"To say that there were no great painters before optical devices is like saying there were no great lovers before Viagra."
|Three years ago the artist David Hockney realized that he could not draw with the precision of others. Worse yet, he thought that Andy Warhol had the talent he lacked, Warhol's drawings had an element of realism, they were quick and correct, with the cool assurance of a photograph. The reason was clear: Warhol made his drawings by tracing photographs.
Starting with that jangling observation, Mr. Hockney derived a new theory of art and optics: in the early 1400's, artists began secretly using cameralike devices, including the lens, the concave mirror and the camera obscura, to help them make realistic-looking paintings. His list of suspects includes van Eyck, Caravaggio, Lotto, Vermeer and other lesser known artists. All of them, Mr. Hockney suggests, knew the magic of photographic projection. They saw how good these devices were at projecting a three-dimensional world onto a two-dimensional surface. And temptation followed.

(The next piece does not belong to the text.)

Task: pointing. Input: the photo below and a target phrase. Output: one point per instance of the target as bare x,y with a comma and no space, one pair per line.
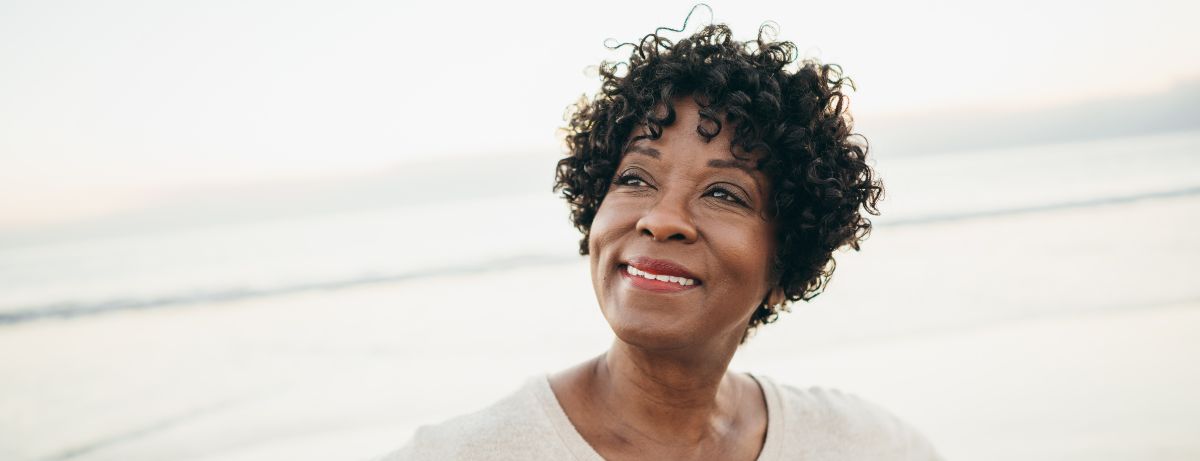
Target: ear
775,295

Mr. Hockney and scientist Mr. Falco first presented their case in a 75-minute documentary film to a group of anxious attendees at a New York University symposium titled "Art and Optics: Toward an Evaluation of David Hockney's New Theories Regarding Opticality in Western Painting of the Past 600 Years." Rather than presenting documentary evidence of optical instruments, they showed how the paintings gave themselves away.
The suspect paintings shown were too correct and too natural to have been "eyeballed" or drawn freehand. The armor, eyes, lutes and clothes in them look too real; the expressions appear too fleeting.
Yet these paintings are not without flaws. They have parts that are out of focus, like photographs. Or they have multiple vanishing points and parts that do not quite fit together, telltale signs that the artist focused and refocused his lens to capture different parts of his picture. Or they have an abundance of left-handed drinkers, suggesting that a reversing lens was used. Some actually contain depictions of optical devices. Van Eyck's "Arnolfini Wedding," for example, shows a convex mirror whose concave side might have acted as a lens that projected an image onto a flat surface.
Mr. Hockney is not accusing any artist of cheating. "I am not even saying that people traced," he added. "Optics don't make art." The lens, the mirror and the camera obscura are all just tools. The point is that artists encountered them much earlier than anyone thought.
Art historians did not take this lying down, there is plenty of evidence that artists like Michelangelo, Raphael and Caravaggio had "no need for fuzzy, upside-down images." They made freehand preparatory sketches instead.
One attendee attacked Mr. Hockney's ideology of picture making. To say that there were no great painters before optical devices, she said, is like saying there were no great lovers before Viagra. To argue that there is a "direct line from van Eyck to television" is to use present-day mass visual culture as the lens through which the past is examined. It represents the "Warholization of art."
Other criticisms came in hard and fast. One woman brought in her wedding dress. As evidence that artists can draw patterned cloth without the aid of optics, she compared the dress to a wedding portrait that an artist with "an eyeballer par excellence," had made of her sitting in that dress. "This is what I call scientific evidence," she said.
Another critic, considering the little convex mirror in van Eyck's Arnolfini wedding picture, said that it would have been unikely Eyck's painting was created with the aid of optical devices because getting a lens that would "hold Arnolfini, his wife and dog," would have required a huge mirror, sliced from a sphere seven feet in diameter. If van Eyck had used the lens in a camera obscura, he would have had to paint upside-down. Also, there was the lighting problem: the projected image in a camera obscura would have been too dim. "To mimic the conditions indoors would have required hundreds of candles, and then, how would the artist have survived the fire hazard? "
Eventually the tone changed. A curator at the Metropolitan Museum, suggested that master draftsman Ingres might have done some tracing. A Caravaggio scholar, noted that in 1672 a critic described something in Caravaggio's studio that sounded a lot like a camera obscura. Vermeer scholars also aided Hockney's theory by pointing out that some of the master's paintings are different viewpoints of the same room, and all have been done on the same size canvas. Why? Because he has traced them from images created in a camera obscura.
While the debate over the use of historical optical devices may continue, no one can argue the usefulness of tools available to today's artist. While many artists find it shameful to be caught using photographs, others make paintings that are undeniably based on photographs, using the medium as a clarification tool. For our purposes, that of providing the best talent for your communications project, it goes without saying that although there is no "moral issue" with using creative aids, simply knowing how to work the tools is not enough. Talent and style are gifts. Tools aid people who know their craft.